On the other hand, if I'm going to trash the remaining cable anyway,I could always throw a bottle of jacks on a 200+ foot length of it and test it as if it were installed. If I can learn something from doing that, it will be far more valuable than the cable itself.


----------



## splatz (May 23, 2015)

I hae the cableIQ tester too, I never saw that particular fault...

I would definitely toss any no-name cable. There is a lot of absolute garbage, mostly coming from China, with fake UL stamps. 

If you catch it at testing time, that's lucky. There is an excellent chance more will go bad. Hopefully the customer doesn't give you a bad time about paying for the time to troubleshoot and cost to replace. 

Some of the worst stuff was copper coated tin or etc., it came from some of the bigger bargain online retailers too, Monoprice was selling it, they claim they've gotten much more careful. 
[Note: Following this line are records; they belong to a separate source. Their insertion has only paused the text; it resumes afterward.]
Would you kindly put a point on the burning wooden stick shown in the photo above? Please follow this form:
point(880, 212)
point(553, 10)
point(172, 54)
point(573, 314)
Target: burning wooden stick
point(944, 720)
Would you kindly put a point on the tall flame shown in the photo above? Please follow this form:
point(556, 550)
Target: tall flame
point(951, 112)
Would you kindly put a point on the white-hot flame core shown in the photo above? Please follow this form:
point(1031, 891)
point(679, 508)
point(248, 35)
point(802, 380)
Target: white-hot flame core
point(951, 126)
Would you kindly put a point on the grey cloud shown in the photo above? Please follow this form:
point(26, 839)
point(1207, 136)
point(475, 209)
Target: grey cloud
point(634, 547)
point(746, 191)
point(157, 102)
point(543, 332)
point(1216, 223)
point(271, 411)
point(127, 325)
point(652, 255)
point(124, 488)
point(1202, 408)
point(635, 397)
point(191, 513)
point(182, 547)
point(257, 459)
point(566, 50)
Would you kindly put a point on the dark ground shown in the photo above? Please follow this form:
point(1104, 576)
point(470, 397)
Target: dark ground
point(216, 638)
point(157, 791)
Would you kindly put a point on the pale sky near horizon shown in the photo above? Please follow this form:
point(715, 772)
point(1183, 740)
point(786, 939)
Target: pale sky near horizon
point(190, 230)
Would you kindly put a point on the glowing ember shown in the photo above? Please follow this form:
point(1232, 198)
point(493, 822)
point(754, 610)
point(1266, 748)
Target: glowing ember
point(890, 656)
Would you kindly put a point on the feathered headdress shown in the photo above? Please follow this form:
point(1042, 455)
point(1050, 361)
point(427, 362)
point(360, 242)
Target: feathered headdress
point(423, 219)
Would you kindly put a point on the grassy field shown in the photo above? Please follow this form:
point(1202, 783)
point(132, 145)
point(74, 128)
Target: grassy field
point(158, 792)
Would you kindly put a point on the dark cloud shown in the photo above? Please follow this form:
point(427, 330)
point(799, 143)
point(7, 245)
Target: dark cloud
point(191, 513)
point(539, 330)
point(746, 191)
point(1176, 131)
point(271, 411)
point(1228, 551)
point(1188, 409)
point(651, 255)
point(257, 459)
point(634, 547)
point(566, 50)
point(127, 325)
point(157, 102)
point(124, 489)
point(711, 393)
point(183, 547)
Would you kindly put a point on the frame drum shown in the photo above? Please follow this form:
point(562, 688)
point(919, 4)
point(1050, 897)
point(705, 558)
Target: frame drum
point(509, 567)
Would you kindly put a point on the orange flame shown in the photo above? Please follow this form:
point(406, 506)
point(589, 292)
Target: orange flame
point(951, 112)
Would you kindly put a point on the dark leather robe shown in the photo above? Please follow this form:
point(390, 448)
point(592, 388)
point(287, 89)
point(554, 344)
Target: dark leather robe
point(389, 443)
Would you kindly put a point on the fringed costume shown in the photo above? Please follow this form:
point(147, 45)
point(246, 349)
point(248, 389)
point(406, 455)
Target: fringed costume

The blue pair might be the most likely to fail because it's twisted the tightest, so marginal materials would break down in that pair and not others. Or it could just be crap.


----------



## joebanana (Dec 21, 2010)

That's why I only buy name brand cables (Beldin). Stuff marked "Made in China" has alway's proven to be crap.


----------



## UncleMike (Jan 2, 2013)

One of the boxes I had remaining had 120 feet left in it. I put a jack on each end and tested it - it passed. The other boxes had 400-500 feet left, and I had no interest in pulling enough cable out to make a testable cable. I chucked it all, plus all the other Chinese crap I had laying around, leftover from similar jobs (materials supplied by others). I now have probably $100 in scrap value in a garbage can, and some more room in my garage.


----------



## gnuuser (Jan 13, 2013)

low voltage megger would expose insulation faults easily.
on that note the winding machines that roll the wire for boxing tend to stretch the wire and insulation a bit (usually in the first 50 feet of wire)
but if they are doing it at high speed it may damage over 100 feet of wire.
if possible look for a supplier that will test the entire roll.
buying from a reputable dealer helps a lot 
buying from many off brand companies is a gamble at best.


----------